ComplianceHive captures risk class per system and suggests a classification based on the AI type you select.
In ComplianceHive you work through these steps for each system in a guided wizard. The platform suggests a risk category based on the AI type you select, and you can confirm or override the suggestion. All changes run through a ChangeRequest audit trail, so you can always trace back who decided what. Find out more about the AI Act compliance software.
Common mistakes in risk classification
"We only use ChatGPT, so we have nothing to do." Not accurate. ChatGPT falls under limited risk, which means transparency obligations apply. And if you use ChatGPT for high-risk purposes (like assessing job applicants), the classification changes with it.
"Our vendor takes care of that." The AI Act places obligations on both providers and deployers.

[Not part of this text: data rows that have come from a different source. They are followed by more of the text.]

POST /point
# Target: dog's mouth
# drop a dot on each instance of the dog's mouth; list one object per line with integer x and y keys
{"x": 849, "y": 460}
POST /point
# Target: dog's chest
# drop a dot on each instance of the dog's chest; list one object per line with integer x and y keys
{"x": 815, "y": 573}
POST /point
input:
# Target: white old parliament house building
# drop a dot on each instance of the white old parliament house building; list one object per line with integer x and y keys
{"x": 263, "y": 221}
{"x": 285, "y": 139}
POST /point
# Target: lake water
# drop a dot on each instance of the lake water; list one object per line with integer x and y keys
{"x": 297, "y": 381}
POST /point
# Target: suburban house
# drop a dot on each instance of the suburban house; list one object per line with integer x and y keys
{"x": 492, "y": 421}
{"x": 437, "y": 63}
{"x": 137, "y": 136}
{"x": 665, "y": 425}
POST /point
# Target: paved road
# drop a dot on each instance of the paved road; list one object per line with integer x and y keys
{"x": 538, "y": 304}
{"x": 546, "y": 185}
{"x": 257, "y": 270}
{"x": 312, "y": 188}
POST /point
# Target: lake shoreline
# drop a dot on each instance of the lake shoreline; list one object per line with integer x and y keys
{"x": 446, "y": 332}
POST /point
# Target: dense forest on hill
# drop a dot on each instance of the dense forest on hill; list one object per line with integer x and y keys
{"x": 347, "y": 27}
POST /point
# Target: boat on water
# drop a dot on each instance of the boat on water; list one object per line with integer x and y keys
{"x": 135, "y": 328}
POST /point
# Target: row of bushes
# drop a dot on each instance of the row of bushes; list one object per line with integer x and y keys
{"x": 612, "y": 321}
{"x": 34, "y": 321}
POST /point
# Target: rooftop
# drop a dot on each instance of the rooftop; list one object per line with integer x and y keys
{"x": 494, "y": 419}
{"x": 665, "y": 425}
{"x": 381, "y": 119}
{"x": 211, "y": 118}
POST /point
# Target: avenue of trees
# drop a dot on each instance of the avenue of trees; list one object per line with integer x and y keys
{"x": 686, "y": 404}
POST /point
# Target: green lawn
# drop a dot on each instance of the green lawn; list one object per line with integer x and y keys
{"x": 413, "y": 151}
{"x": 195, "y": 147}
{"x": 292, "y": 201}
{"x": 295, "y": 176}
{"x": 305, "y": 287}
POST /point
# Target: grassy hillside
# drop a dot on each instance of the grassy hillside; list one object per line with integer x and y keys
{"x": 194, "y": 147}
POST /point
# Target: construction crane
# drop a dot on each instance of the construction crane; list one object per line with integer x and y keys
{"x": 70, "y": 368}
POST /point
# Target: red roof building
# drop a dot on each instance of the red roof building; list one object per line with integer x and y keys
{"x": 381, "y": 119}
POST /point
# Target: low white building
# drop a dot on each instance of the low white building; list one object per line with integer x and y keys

The fact that your vendor built the system does not release you from your own responsibilities as a user. You need to organise human oversight yourself and track how you use the system. Make sure your vendor documentation is in order.
"We classify everything as minimal risk and move on quickly." That is actually risky. If a regulator determines that one of your systems is high risk while you labelled it minimal, the situation looks bad. The documentation of your assessment process matters as much as the outcome.
"AI Act does not apply until 2027, we have time." The prohibitions on unacceptable AI have been in force since February 2025. Rules for high-risk systems are coming into effect in stages through 2025 and 2026. Waiting until 2027 is too late.
"We do it once and it is done." Risk classification is not a one-time exercise. If you start using a tool for a different purpose, if the vendor updates the AI functionality, or if the legislation changes, you need to reassess.
Frequently asked questions
Is ChatGPT high-risk under the EU AI Act?
No. ChatGPT and similar general-purpose AI models like Copilot and Gemini are typically limited risk. That means transparency obligations apply: users must know they are interacting with AI. If you use ChatGPT for a high-risk purpose (for example, screening job applicants) the classification changes. It is not about the tool itself, but about how you use it.
Do I need to assess every AI tool my company uses?
Yes. The AI Act expects organisations to maintain an inventory of all AI systems in use, including vendor-provided tools. You do not need a detailed report for every tool, but you do need to know which AI you are using, what it is used for, and which risk category it falls into. Start with a complete list and work from there.
What are the consequences of misclassifying an AI system?
Classifying too low means you miss required steps like documentation and human oversight. If checked, this can result in enforcement action and fines. Classifying too high leads to unnecessary work and wasted resources. In both cases, a well-documented assessment process helps. Even if the outcome is not perfect, the documentation shows you worked through the process carefully.
How often should I review the risk classification?
The AI Act does not prescribe a fixed frequency. But review makes sense when something changes: you use a tool for a new purpose, the vendor updates the AI functionality, or the legislation changes. An annual review is a practical starting point. Note a review date when you first classify each system so you do not lose track.
What is the difference between limited risk and minimal risk?
Limited risk comes with transparency obligations. Chatbots must disclose they are AI. Deepfakes and synthetic media must be labelled. Minimal risk carries no specific AI Act obligations. The difference is practically small, but the label determines whether you need to act on transparency. Spam filters and recommendation engines? Minimal risk. A chatbot on your customer service? Limited risk.